“What troubles you now,
that you have all gone up on the roofs….”
Isaiah 22:1 (NIV)
I have a very clear memory of an episode of Happy Days, the iconic sitcom about American life in the 1950’s. Ron Howard’s character, Richie, along with his friends go all-in campaigning for Adlai Stevenson. Richie even falls for a girl in the campaign office. At the end of the episode Richie comes home heartbroken when his new girlfriend says she can’t see him anymore because he’ll only remind her of Stevenson’s defeat. He returns home and his parents inform him that Eisenhower was declared the winner. It was one of my first lessons in the roller coaster of American politics.
I grew up in the angst of the Watergate scandal. I remember in high school and college the heated anger toward Reagan from the left and assurances that he would lead to America’s demise. I remember the same predictions on the right, and conservatives threatening to leave the country if Bill Clinton won. The same things are now being said on the left these days.
As a student of history I have learned that the political pendulum is constantly swinging back and forth. One of the amazing things about the way the American Founding Fathers designed our system was the opportunity we have every four years to go a different direction, and how often we do exactly that.
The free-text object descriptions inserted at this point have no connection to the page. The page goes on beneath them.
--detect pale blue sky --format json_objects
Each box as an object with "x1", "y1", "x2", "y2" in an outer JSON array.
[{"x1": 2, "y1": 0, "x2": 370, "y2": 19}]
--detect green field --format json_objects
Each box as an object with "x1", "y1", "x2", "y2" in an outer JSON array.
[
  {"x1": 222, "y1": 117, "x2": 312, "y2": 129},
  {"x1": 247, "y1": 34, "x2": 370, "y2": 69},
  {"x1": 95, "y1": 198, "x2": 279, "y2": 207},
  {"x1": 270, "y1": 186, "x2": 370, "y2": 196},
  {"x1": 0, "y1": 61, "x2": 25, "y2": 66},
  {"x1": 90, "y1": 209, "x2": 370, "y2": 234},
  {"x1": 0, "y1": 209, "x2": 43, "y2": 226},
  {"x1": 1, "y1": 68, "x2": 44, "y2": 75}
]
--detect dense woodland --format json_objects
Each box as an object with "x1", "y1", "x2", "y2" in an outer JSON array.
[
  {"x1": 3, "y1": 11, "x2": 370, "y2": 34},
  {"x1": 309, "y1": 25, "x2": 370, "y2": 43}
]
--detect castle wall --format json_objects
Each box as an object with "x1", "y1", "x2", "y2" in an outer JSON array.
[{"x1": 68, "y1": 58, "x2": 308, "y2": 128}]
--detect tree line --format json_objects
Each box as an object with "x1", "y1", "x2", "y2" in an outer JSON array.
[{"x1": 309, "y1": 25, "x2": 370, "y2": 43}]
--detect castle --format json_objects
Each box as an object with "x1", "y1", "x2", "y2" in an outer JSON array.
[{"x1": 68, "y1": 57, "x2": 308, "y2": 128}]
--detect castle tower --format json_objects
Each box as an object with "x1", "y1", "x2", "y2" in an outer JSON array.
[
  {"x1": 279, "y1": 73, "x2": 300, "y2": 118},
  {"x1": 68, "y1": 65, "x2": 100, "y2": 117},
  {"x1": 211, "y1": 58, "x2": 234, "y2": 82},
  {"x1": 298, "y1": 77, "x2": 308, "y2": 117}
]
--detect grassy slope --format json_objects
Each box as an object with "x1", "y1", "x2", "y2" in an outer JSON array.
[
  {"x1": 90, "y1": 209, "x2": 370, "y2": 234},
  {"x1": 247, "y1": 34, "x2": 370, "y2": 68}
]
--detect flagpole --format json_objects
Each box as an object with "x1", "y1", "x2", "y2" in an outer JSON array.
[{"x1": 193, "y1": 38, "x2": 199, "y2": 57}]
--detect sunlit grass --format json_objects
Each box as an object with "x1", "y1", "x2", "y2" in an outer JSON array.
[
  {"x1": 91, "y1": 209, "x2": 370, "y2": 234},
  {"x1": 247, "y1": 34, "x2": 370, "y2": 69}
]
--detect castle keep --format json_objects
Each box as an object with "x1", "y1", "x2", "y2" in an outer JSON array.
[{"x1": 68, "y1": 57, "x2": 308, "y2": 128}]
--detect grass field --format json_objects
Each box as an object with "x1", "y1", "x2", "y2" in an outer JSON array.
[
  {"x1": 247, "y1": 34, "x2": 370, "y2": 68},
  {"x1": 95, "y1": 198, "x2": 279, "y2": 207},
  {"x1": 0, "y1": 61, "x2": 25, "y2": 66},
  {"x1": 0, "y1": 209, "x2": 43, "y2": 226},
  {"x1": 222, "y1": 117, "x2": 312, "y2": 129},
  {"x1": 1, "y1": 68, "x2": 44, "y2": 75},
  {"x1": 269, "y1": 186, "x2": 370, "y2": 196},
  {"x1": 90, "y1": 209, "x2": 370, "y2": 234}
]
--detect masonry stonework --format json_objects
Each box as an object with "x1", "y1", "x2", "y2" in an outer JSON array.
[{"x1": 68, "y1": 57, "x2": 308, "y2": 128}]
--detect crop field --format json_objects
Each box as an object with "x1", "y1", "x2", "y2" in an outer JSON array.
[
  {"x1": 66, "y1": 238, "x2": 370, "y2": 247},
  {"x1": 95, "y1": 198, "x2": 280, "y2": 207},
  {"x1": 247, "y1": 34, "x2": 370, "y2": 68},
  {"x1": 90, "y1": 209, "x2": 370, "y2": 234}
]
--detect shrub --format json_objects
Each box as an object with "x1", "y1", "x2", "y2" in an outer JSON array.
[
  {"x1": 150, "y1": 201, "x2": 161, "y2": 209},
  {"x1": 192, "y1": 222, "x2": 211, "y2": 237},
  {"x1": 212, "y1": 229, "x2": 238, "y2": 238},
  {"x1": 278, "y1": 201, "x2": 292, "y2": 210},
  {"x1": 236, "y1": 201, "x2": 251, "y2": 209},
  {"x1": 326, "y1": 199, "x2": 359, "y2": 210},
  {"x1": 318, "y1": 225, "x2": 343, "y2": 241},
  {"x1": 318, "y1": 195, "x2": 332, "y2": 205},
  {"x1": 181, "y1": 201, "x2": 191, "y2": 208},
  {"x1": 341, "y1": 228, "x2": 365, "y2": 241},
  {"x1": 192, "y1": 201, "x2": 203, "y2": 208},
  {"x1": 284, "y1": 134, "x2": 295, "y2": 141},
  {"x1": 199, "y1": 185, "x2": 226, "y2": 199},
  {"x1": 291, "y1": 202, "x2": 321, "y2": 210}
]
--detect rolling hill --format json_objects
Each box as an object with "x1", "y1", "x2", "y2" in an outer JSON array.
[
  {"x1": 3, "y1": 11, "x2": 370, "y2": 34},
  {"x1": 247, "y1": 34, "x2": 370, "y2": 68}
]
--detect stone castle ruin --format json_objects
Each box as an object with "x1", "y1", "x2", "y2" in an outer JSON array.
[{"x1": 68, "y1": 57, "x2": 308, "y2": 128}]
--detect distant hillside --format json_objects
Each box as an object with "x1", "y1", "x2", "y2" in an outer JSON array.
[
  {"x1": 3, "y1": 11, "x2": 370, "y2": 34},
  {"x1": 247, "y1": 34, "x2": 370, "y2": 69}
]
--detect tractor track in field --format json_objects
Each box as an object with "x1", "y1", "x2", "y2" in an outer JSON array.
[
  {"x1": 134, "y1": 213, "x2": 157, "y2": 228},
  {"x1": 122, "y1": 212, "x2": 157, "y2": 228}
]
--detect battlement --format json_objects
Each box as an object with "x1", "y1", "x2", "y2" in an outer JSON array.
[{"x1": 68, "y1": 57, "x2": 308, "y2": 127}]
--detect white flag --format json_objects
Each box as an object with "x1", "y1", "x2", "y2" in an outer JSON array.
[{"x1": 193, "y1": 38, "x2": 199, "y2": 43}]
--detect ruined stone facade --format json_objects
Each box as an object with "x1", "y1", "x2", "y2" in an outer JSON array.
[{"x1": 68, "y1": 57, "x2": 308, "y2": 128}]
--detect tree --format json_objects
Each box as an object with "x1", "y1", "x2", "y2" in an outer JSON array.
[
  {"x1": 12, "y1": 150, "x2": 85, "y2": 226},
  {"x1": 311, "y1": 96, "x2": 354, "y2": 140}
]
Isaiah’s prophetic word this morning was for a generation of people in Jerusalem who were experiencing political upheaval much greater and more dire than anything we are experiencing this morning. The siege of Jerusalem would end in mass death, starvation leading to cannibalism, and the enslavement and captivity of an entire generation of people (read Lamentations for Jeremiah’s poetic take on those terrible events).
As I wake in my hotel this morning my day is starting pretty much the way it did yesterday, the way it did when I started this job in the Clinton years, the way it did after 9-11, the way it did during the eight years of the Bush administration, and the way it did for eight years under President Obama.
America, in its relatively short history, has proven to be incredibly flexible and resilient. I don’t see that changing. Richie Cunningham may have suffered the defeat of Stevenson, but the election of JFK was just around the corner as America left the stodgy Eisenhower to embrace a new political generation. Happy Days ended long before it could tell that story, just as Isaiah’s prophecy would end long before he would witness the restoration of Jerusalem whose destruction he prophesied. No matter how you feel about the election results this morning, you can be assured that the story will continue.
Now, if you’ll excuse me, I have to get to work. Just like yesterday.